用于预测乳腺癌对贝伐珠单抗反应的生物标志物仍然缺失。由于表观遗传修饰可能导致血管生成和治疗耐药性的异常调节,我们研究了 DNA 甲基化模式对贝伐珠单抗疗效的影响。
使用 对 36 例接受曲妥珠单抗联合化疗一线治疗的 HER2 阴性转移性乳腺癌患者的存档 FFPE 标本进行全基因组甲基化谱分析。基于客观缓解和无进展生存期(PFS),并考虑 ER 表达,将患者分为缓解者(R)和非缓解者(NR)。在 R 和 NR 之间,鉴定出具有强甲基化水平变化(Δβ>0.15 或 Δβ<-0.15)的差异甲基化基因座(CpG),并在 80 例接受贝伐珠单抗治疗的乳腺癌患者()和 15 例单独接受化疗的患者()中进一步进行靶向深度扩增子亚硫酸氢盐测序。如果在 中,与结局(PFS)存在显著关联(Spearman 秩相关、Cox 回归和对数秩检验),则认为甲基化基因座具有预测性。在 中则不然。

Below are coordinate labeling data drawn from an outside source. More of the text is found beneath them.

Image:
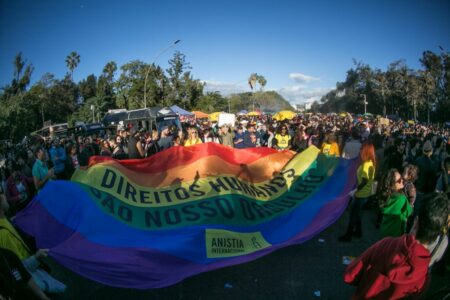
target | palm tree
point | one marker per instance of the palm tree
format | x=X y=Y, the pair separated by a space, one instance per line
x=252 y=80
x=262 y=82
x=109 y=70
x=18 y=66
x=72 y=61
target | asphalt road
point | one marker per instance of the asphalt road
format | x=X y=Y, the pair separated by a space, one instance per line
x=312 y=270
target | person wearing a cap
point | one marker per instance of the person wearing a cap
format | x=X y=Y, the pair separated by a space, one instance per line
x=193 y=138
x=428 y=169
x=226 y=136
x=165 y=139
x=239 y=138
x=135 y=148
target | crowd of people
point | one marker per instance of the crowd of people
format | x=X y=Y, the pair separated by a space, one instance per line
x=404 y=170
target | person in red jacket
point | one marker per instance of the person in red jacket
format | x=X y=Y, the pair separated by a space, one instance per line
x=397 y=268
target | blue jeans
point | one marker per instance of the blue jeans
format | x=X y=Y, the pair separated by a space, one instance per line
x=354 y=223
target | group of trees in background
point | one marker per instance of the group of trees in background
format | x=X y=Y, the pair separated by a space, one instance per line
x=423 y=94
x=25 y=108
x=411 y=94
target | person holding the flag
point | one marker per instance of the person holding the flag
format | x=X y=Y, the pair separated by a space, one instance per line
x=365 y=175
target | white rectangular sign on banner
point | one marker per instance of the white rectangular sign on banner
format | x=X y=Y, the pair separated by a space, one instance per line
x=225 y=118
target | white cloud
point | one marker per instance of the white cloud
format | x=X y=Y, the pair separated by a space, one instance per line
x=301 y=93
x=302 y=78
x=225 y=88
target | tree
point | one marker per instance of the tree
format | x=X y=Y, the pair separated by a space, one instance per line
x=72 y=61
x=262 y=82
x=88 y=87
x=252 y=80
x=183 y=90
x=211 y=102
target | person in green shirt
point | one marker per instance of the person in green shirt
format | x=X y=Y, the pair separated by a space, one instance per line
x=41 y=174
x=394 y=205
x=365 y=178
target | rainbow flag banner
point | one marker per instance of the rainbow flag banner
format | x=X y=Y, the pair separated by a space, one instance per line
x=153 y=222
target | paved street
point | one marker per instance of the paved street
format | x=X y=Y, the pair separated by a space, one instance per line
x=296 y=272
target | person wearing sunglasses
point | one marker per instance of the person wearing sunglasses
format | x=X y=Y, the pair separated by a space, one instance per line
x=193 y=138
x=282 y=139
x=399 y=267
x=395 y=206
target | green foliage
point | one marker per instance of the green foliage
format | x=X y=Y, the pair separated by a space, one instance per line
x=211 y=102
x=398 y=90
x=72 y=61
x=269 y=101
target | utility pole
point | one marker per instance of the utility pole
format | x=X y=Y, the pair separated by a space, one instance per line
x=42 y=113
x=93 y=115
x=149 y=68
x=365 y=103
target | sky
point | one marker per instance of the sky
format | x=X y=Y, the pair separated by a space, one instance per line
x=302 y=48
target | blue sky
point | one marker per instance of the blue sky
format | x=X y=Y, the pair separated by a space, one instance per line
x=302 y=47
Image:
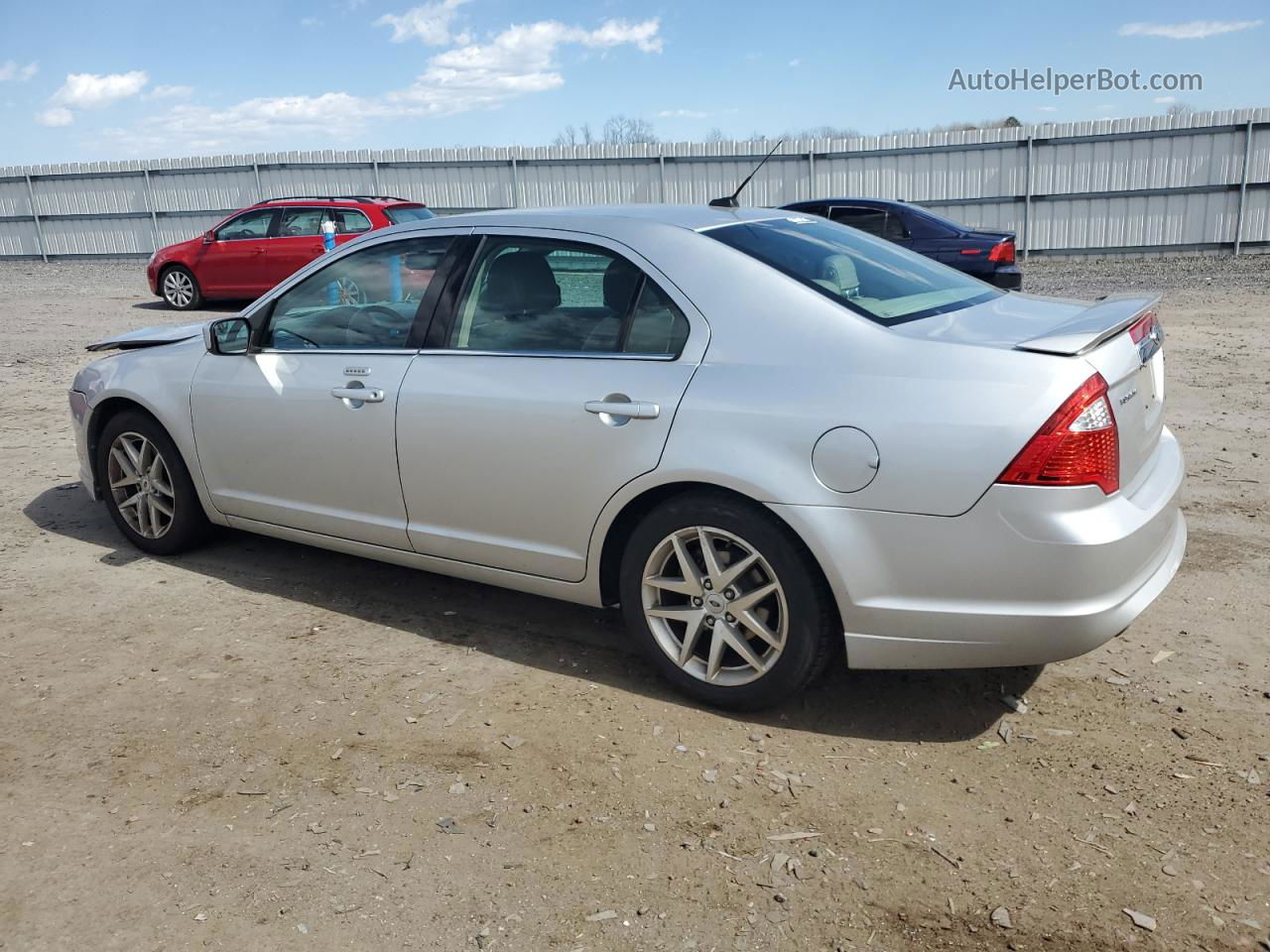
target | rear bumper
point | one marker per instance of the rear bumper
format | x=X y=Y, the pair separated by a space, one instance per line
x=1029 y=575
x=1008 y=278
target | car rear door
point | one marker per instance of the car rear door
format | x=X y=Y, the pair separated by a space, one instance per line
x=232 y=263
x=549 y=385
x=302 y=430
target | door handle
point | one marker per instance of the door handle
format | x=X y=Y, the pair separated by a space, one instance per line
x=363 y=395
x=627 y=409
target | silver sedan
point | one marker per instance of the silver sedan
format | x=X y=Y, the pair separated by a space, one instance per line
x=765 y=435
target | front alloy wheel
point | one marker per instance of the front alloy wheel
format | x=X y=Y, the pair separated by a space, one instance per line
x=141 y=485
x=715 y=606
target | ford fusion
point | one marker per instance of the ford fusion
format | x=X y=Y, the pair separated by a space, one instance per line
x=763 y=434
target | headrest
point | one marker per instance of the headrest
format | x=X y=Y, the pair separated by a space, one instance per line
x=520 y=282
x=839 y=271
x=620 y=280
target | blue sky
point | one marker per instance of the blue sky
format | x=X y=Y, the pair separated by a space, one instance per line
x=84 y=81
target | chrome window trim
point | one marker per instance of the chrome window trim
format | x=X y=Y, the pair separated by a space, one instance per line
x=553 y=354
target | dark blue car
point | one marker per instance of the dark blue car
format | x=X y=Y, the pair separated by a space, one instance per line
x=988 y=255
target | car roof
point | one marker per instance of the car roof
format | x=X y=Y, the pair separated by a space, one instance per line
x=691 y=217
x=336 y=199
x=883 y=202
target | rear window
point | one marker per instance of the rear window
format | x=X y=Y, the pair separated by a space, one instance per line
x=873 y=277
x=402 y=213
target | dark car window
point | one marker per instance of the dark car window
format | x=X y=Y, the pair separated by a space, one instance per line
x=873 y=277
x=365 y=301
x=299 y=222
x=249 y=225
x=543 y=296
x=402 y=213
x=348 y=221
x=874 y=221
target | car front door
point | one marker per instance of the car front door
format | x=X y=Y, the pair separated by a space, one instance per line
x=547 y=388
x=300 y=431
x=232 y=263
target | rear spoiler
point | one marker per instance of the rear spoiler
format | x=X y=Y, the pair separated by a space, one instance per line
x=1091 y=326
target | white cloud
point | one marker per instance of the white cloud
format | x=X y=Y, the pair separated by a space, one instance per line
x=171 y=91
x=58 y=116
x=12 y=71
x=87 y=90
x=429 y=23
x=517 y=61
x=1192 y=30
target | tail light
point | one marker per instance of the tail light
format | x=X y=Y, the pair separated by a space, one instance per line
x=1079 y=445
x=1002 y=253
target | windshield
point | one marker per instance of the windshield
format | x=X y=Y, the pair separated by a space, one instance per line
x=405 y=212
x=870 y=276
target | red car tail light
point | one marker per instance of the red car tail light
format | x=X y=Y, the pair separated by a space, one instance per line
x=1142 y=327
x=1003 y=252
x=1078 y=445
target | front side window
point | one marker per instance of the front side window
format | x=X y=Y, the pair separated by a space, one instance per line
x=870 y=276
x=300 y=222
x=402 y=213
x=543 y=296
x=250 y=225
x=365 y=301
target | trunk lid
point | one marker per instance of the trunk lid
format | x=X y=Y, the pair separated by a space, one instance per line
x=1097 y=333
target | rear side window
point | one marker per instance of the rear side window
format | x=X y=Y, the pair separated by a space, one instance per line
x=869 y=276
x=402 y=213
x=563 y=298
x=873 y=221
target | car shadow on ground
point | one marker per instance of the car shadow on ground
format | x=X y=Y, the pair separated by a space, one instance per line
x=554 y=636
x=206 y=307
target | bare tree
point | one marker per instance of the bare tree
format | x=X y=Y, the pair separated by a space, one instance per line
x=622 y=131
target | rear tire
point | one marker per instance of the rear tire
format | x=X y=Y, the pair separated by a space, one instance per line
x=148 y=489
x=747 y=624
x=180 y=289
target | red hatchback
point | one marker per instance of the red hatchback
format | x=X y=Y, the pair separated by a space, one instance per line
x=254 y=249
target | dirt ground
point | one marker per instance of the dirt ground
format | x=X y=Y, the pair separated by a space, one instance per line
x=263 y=746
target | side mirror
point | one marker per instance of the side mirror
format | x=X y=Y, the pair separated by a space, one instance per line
x=227 y=336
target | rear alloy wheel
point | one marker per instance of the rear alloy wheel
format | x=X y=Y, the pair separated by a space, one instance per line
x=148 y=488
x=726 y=603
x=180 y=289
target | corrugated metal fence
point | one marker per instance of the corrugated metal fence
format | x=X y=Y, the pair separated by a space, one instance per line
x=1151 y=184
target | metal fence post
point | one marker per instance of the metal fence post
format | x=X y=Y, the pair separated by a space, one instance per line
x=1026 y=227
x=1243 y=185
x=40 y=230
x=150 y=207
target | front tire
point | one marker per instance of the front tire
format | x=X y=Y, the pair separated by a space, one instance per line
x=180 y=289
x=148 y=489
x=725 y=602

在 48 个基因中鉴定出差异甲基化基因座,能够很好地区分 R 和 NR(优势比(OR)101,p<0.0001)。至少一个基因座中 26 个基因的甲基化与 中的无进展生存期(PFS)显著相关,但在 中则不然。利用 中的信息,将该面板减少到 9 个基因的特征,该特征可将患者分为 2 个聚类,从而以 40(<0.001)的 OR 和 0.91(LOOCV)的 AUC 预测反应。进一步限制的 3 个基因甲基化模型显示,在 中与更长的 PFS 显著相关,甚至在多变量分析中,也能以 AUC=0.94 和 AUC=0.86 极好和良好地分离 R 和 NR。
9 个基因和 3 个基因甲基化特征均可区分贝伐珠单抗治疗转移性乳腺癌患者的反应,并有助于确定从贝伐珠单抗治疗中获益更大的患者。